Sur l’autre face, Kavinsky propose le somptueux « Pacific Coast
Highway », au long duquel la police poursuit une voiture fantôme sur cette autoroute californienne mythique. Ce morceau est remixé par Jackson, le véritable parrain du « son électronique français 2.0 ». Sa version épique de neuf minutes est déjà un classique.

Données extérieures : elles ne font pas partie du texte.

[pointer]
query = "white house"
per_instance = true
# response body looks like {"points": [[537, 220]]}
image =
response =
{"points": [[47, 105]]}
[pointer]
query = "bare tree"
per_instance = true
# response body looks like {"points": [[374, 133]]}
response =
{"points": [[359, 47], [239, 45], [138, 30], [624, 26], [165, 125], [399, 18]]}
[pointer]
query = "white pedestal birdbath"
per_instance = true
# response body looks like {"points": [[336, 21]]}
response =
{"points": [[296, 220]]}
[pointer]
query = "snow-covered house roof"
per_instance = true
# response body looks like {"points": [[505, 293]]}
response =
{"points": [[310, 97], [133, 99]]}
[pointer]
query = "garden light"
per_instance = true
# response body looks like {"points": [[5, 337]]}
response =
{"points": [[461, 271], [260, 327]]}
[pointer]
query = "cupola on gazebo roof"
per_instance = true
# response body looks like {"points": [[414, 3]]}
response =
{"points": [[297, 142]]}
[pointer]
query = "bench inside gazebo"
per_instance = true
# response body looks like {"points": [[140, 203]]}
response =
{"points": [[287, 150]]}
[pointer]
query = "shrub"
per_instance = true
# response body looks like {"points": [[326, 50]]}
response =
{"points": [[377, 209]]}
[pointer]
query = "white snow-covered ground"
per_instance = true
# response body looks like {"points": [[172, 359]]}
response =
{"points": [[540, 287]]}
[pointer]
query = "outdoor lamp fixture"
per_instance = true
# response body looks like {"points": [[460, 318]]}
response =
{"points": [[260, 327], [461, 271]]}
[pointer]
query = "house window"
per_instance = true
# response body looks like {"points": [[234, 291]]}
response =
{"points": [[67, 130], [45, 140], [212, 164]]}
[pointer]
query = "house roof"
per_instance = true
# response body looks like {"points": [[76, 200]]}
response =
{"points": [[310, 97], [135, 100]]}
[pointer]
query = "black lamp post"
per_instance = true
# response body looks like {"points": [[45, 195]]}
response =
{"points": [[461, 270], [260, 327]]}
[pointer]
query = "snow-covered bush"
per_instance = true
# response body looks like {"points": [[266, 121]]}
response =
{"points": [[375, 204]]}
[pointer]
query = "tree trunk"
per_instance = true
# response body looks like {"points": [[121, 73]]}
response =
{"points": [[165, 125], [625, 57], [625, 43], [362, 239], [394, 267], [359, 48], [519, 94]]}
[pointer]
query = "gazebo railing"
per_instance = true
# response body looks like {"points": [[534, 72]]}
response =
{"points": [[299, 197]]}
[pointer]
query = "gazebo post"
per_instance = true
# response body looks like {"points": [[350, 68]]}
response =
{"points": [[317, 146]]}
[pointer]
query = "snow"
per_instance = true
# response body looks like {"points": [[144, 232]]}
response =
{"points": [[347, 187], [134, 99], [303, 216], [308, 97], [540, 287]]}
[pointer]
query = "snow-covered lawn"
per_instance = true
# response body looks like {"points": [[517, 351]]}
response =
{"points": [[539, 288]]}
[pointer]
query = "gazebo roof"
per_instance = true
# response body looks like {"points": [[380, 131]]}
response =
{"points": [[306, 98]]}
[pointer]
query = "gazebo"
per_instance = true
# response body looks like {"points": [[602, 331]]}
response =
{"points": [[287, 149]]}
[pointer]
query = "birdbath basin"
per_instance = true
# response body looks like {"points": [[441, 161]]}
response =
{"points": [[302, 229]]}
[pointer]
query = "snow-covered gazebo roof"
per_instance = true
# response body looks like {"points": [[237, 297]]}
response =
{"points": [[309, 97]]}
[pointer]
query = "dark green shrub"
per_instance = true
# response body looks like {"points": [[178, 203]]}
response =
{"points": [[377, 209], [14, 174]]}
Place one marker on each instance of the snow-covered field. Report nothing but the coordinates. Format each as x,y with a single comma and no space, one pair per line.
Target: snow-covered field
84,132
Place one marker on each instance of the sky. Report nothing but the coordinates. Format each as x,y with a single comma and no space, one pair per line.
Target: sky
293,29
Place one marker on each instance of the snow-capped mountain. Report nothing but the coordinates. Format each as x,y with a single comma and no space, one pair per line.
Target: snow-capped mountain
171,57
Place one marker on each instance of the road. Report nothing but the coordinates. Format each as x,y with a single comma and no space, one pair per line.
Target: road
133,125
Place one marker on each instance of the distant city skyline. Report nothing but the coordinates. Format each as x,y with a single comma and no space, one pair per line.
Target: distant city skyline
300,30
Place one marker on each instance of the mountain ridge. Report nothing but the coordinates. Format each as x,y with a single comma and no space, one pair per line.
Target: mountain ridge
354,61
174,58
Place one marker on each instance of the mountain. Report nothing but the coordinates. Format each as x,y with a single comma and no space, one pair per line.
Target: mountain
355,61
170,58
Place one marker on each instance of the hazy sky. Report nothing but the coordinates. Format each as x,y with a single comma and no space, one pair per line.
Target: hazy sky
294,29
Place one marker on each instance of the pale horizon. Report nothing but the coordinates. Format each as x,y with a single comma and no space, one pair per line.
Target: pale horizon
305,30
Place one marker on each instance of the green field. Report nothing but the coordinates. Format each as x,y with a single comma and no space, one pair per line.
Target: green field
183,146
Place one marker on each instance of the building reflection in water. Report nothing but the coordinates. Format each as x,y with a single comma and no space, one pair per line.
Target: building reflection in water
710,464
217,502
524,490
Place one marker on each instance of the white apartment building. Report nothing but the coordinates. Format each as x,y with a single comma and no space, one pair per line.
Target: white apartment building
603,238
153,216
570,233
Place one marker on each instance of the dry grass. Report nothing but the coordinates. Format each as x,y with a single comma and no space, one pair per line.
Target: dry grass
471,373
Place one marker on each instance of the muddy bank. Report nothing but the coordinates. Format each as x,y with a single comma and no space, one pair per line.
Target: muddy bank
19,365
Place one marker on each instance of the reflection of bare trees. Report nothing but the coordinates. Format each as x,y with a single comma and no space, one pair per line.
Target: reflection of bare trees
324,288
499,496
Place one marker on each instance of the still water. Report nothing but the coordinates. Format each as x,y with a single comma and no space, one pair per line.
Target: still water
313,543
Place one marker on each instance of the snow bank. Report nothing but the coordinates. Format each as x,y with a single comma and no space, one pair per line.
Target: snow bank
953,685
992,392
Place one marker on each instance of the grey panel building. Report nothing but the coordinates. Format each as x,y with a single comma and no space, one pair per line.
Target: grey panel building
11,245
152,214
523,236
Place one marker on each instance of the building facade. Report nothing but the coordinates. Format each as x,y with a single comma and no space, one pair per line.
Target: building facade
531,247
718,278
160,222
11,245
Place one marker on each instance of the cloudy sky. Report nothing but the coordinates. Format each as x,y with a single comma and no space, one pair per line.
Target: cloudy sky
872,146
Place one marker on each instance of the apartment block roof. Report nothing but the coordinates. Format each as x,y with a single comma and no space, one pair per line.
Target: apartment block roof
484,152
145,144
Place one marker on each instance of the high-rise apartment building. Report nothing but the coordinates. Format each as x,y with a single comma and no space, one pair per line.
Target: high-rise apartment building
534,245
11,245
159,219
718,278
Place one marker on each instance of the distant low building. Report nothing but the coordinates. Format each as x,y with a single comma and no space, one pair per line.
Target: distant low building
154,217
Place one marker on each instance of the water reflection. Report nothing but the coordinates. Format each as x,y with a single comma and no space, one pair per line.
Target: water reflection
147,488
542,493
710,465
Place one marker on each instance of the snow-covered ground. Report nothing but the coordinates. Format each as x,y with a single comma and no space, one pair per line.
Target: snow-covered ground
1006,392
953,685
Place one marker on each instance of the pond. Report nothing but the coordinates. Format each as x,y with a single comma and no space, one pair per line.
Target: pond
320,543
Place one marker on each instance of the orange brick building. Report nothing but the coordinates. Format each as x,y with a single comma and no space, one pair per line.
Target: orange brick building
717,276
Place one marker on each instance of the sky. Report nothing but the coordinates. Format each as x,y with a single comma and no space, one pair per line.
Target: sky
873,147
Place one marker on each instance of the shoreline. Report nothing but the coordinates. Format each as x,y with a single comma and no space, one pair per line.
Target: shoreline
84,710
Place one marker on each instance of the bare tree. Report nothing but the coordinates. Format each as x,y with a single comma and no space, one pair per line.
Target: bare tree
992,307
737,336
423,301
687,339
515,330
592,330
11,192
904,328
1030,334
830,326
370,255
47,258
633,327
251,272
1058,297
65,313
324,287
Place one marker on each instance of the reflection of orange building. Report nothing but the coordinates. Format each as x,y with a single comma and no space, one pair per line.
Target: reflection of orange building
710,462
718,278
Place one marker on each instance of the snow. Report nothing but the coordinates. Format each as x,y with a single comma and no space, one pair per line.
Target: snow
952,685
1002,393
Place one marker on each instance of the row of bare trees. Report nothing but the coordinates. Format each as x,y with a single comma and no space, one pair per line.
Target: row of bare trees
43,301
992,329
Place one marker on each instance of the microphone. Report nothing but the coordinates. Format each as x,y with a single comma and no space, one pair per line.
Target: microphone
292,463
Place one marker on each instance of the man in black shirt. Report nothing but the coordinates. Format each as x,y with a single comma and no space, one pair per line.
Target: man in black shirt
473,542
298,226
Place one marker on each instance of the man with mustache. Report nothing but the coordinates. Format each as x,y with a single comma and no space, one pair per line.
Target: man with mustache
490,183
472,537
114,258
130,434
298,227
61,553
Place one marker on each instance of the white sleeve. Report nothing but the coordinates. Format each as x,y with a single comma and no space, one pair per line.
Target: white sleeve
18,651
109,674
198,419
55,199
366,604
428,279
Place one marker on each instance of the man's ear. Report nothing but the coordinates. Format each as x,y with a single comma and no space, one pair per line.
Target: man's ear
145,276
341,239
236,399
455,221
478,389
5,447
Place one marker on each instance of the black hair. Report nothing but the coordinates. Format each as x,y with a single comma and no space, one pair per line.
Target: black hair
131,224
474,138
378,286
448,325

Les quatre morceaux qui composent ce maxi représentent à la perfection ce son français qu’on nous envie : sensuel, épique et romantique.

DEE JAY JANOZ

Dee Jay Janoz(DJ Set – Famille Electro records – Carcassonne)

SAMEDI 7 AOUT

Bio :

Dès le début des années 90, Dee Jay Janoz organise ses premiers évènements soucieux de produire des artistes de qualité et innovant avec des artistes house et techno. Depuis cette manière de produire devient « sa marque de fabrique ». A ce jour il assure la programmation du Festival Surrealizm à Carcassonne où se croisent arts multimédias et musiques électroniques.

Comme dj,  il mixe dans un premier temps soul, funk, house et techno de façon très énergique. Rapidement il intègre les résidences de clubs, joue aux cotes d’artistes de renommée internationale et se spécialise dans les sets freaky house et techno.

En 2003, il réalise sa première compilation minimale house sur le label Lace et devient l’un des dj’s réguliers des soirées « No Dancing please » de l’emblématique club parisien le Pulp aux côtés de Chloé, Clément, Jef K, Nova Twins, Dyed Soundorom…

En 2006, il fonde le label Famille Electro Records et sélectionne un catalogue dont la qualité ne cesse de progresser avec des signatures comme Mindcurve, Mark O Sullivan, Sarah Goldfarb, Krilo, Alton Miller, Punky Wash, Jobb, Manuel Perez, Nice. Il produit également quelques maxis et remix pour le compte du label.

Vingt ans de passion construisent ses sets teintés de raretés électroniques, house, techno et minimal.